In the spring of 2016, I was intuitively directed to the field of hypnosis. Intuition is something I’ve been developing, as it is one of the strengths that I hadn’t been paying attention to all these years. This is mostly because I was unaware of this inner power, being too busy surviving. As I was doing all this work on personal growth & development, and also believing in a holistic approach to good health, I was working on all aspects of myself: mind, body and soul. It’s through reflection and meditation that I was guided to hypnosis, which was the tail end of a healing journey I had been on for the past 15 years. Through hypnosis, and a full immersion with spirit, I found freedom, and developed a higher consciousness through a series of past life regressions. I was also introduced to different healing modalities, which I was blessed to receive as gifts of healing to use on others, such as hands on healing, crystal healing, and channelling divine guidance.

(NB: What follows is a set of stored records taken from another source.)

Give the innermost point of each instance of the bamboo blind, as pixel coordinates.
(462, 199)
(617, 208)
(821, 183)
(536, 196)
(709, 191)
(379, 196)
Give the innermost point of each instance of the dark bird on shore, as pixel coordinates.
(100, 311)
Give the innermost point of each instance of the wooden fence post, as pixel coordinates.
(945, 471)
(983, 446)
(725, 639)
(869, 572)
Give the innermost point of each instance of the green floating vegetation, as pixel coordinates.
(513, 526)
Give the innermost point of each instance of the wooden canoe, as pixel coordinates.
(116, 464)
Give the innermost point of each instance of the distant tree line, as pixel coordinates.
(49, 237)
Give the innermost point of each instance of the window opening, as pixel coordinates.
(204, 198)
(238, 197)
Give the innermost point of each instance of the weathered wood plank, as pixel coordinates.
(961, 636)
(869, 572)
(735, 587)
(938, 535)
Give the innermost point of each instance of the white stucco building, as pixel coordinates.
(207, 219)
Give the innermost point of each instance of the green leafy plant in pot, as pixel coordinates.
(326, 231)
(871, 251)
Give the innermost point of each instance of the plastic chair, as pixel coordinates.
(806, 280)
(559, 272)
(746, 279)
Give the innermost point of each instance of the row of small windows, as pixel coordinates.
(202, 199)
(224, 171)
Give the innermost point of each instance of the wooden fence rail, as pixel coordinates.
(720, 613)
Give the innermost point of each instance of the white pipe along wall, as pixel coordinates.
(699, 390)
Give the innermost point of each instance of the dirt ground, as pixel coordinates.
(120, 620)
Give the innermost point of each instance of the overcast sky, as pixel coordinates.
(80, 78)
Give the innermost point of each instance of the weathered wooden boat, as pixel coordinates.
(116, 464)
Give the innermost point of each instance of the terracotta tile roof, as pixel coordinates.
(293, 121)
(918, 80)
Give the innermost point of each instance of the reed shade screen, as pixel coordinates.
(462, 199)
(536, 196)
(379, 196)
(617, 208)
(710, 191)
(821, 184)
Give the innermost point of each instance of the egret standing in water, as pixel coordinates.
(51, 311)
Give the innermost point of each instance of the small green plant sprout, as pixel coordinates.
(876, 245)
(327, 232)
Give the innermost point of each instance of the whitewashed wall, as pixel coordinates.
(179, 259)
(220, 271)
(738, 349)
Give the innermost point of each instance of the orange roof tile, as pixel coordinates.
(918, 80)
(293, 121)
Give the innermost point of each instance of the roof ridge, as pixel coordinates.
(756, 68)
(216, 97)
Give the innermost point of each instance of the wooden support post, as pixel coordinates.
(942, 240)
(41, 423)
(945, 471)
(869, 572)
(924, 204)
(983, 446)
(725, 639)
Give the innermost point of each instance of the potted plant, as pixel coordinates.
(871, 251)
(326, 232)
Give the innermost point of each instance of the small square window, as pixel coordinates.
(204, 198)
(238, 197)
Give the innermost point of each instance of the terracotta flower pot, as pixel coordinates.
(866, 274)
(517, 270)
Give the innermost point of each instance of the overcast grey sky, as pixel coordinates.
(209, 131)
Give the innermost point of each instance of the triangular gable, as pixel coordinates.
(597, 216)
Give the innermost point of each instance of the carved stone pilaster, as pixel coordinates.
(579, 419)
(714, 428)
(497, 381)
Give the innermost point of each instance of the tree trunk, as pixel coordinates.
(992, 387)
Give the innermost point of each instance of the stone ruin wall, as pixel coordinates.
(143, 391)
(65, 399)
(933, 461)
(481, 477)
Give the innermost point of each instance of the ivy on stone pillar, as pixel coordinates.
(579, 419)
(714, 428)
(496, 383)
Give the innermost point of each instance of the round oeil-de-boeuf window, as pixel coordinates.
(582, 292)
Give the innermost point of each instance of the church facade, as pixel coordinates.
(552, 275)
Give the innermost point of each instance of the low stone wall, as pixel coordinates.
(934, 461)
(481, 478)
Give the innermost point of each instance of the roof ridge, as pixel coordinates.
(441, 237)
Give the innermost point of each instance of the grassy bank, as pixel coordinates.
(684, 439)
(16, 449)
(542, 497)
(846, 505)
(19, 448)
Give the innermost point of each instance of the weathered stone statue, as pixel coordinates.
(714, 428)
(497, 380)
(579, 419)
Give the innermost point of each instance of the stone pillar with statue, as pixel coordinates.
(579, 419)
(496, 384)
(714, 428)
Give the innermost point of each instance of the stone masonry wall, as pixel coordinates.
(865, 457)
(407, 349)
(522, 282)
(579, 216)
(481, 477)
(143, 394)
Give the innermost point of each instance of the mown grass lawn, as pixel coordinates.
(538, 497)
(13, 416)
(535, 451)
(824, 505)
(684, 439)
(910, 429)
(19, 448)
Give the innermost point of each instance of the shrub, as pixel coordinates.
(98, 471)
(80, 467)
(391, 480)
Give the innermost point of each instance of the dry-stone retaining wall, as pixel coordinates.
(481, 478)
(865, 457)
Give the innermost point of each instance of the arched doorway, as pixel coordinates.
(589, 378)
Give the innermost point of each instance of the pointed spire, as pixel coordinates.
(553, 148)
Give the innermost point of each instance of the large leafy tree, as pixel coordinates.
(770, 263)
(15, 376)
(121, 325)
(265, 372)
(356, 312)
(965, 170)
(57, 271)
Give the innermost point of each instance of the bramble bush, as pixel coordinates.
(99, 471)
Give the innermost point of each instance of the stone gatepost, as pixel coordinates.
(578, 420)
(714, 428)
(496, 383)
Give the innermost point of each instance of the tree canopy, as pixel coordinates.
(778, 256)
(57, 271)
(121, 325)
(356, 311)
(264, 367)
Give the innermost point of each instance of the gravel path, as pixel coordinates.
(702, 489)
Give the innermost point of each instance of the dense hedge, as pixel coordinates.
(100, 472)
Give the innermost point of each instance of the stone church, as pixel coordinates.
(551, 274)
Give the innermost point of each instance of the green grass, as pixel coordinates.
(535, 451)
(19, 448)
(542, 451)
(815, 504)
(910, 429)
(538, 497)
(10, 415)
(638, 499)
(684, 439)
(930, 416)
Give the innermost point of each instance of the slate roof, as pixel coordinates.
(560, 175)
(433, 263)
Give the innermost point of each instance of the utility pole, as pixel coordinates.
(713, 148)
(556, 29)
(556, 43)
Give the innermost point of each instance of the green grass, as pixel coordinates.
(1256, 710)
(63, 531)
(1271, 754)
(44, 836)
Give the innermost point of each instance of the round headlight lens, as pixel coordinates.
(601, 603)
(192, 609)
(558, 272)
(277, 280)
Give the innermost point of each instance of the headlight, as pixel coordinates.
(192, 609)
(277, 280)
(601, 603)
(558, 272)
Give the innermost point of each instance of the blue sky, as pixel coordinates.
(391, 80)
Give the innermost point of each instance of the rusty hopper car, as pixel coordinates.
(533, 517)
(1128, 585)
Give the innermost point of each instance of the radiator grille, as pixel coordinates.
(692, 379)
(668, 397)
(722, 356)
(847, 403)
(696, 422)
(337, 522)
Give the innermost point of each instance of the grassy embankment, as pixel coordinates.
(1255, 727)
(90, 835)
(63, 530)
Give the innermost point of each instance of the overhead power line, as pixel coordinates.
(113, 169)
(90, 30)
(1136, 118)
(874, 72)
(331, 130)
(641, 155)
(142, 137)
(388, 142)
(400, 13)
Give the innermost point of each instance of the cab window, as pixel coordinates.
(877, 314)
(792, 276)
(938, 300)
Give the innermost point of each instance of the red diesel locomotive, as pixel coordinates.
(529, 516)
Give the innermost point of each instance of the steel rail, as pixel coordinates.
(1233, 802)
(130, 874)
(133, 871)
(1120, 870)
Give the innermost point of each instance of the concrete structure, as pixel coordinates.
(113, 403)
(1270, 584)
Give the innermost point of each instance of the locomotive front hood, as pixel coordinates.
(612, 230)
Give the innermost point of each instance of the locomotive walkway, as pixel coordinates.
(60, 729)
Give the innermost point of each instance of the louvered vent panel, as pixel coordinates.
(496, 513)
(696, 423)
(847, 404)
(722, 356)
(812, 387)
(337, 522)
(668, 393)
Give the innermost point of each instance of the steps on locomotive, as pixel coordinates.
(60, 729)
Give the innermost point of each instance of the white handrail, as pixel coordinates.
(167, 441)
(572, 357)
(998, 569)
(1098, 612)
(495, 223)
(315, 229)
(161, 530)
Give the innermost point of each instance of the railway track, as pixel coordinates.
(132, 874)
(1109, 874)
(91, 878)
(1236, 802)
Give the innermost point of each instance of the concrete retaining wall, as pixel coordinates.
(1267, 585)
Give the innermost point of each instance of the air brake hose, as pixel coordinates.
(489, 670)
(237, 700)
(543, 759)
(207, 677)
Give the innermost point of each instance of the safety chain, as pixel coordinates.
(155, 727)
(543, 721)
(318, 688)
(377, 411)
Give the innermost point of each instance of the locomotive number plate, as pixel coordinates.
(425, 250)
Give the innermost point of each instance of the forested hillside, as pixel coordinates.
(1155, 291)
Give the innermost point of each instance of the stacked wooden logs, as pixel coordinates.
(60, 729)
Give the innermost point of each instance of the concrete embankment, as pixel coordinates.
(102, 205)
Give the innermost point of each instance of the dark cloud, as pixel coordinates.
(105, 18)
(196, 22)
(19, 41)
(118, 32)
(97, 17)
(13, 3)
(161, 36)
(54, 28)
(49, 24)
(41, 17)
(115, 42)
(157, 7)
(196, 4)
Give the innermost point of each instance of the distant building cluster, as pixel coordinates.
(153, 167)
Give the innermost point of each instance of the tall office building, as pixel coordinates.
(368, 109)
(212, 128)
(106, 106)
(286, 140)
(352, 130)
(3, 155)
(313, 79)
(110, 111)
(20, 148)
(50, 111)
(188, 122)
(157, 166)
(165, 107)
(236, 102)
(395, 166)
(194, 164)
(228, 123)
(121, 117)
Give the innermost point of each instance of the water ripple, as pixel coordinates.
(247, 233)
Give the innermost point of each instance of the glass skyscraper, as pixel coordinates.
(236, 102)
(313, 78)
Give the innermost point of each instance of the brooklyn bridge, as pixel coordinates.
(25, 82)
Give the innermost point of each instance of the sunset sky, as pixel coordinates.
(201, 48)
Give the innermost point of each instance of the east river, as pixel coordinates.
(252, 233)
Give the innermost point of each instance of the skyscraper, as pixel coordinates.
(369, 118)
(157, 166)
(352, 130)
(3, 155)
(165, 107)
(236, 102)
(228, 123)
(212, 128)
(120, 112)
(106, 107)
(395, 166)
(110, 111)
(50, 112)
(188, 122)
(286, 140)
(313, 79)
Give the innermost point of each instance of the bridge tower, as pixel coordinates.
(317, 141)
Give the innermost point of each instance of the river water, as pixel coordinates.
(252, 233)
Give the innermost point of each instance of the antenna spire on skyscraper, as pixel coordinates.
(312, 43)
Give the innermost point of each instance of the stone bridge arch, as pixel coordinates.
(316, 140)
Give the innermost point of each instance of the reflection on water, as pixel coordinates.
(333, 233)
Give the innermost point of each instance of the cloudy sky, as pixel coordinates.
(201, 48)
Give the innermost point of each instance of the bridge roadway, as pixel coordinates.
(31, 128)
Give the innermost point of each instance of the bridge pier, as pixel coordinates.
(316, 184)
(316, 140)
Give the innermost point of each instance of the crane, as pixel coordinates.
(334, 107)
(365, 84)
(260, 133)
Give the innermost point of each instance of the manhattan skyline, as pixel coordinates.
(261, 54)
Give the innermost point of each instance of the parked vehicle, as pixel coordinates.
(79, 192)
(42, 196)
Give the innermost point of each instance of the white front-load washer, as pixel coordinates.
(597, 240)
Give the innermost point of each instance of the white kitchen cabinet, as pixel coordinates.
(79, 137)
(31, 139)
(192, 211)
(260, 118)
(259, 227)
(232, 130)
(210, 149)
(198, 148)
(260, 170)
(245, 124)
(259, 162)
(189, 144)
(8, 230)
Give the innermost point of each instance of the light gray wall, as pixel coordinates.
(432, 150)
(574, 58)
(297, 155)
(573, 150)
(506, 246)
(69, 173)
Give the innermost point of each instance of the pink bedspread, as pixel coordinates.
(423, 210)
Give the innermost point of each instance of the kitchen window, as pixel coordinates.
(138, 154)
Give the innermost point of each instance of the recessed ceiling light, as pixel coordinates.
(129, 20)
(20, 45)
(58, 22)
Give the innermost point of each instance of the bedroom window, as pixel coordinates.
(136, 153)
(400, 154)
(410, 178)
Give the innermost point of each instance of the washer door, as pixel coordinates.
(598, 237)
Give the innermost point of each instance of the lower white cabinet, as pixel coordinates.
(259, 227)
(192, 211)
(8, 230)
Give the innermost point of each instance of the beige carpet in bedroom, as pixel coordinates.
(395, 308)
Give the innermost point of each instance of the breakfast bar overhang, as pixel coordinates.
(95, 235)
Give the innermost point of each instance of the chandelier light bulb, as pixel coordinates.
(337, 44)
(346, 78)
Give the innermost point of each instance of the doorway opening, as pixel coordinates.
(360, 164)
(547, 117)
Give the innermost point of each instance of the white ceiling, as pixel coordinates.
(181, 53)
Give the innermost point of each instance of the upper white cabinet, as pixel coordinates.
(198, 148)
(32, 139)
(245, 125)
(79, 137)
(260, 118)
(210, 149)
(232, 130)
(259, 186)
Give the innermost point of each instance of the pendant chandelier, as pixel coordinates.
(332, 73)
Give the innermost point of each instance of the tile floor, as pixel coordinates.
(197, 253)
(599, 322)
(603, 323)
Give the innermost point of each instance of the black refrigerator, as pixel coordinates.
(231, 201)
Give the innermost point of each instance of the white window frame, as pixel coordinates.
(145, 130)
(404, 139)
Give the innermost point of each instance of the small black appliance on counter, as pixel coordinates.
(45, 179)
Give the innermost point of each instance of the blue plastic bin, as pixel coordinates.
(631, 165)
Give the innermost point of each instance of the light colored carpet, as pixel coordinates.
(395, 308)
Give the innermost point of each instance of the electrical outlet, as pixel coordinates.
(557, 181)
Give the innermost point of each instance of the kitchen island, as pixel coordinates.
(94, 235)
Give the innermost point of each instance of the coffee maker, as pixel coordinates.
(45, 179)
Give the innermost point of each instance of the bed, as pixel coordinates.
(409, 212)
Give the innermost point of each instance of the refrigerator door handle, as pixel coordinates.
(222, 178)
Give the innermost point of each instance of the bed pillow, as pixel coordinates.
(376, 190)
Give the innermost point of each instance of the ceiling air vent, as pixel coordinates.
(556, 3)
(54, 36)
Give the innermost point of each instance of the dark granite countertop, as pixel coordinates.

Through hypnosis and regression, I have healed at levels I didn’t know was possible. I have freed myself from all hurts and resentments I had been carrying, and that allowed the light and love to come in. I could now fully invest the best of myself into my purpose. So 2 certifications later, one as a consulting hypnotist, and another in advanced hypnotherapy, I now help others heal, and find the freedom and well being that I have found. I also feel called to empower people by helping them access their own resources that lie within. Everyone has the resources and the power to access unlimited abundance. They just have to be made aware of it, and get rid of the limiting beliefs and habits that prevent them from accessing their greatness.

What I learned from the past 5 years is that if you surrender, make a leap of faith, and trust that there is something bigger than us moving the pieces around in this world, the road to take will be revealed as we move forward. If you’re standing at the foot of a mountain, you can’t see the peak, but it doesn’t mean it’s not there, or that it’s not accessible. It’s by climbing, one step at a time, that you will reach the top. As for myself, I haven’t had to take one single day off due to sickness ever since I changed path. I am excited to get up every morning, because I have found a passionate way of earning a living that aligns with my credentials and experience, but most importantly, with who I am.

My hope is that my story may inspire someone to make that leap, and start climbing up the mountain, because the view up there is well worth the investment!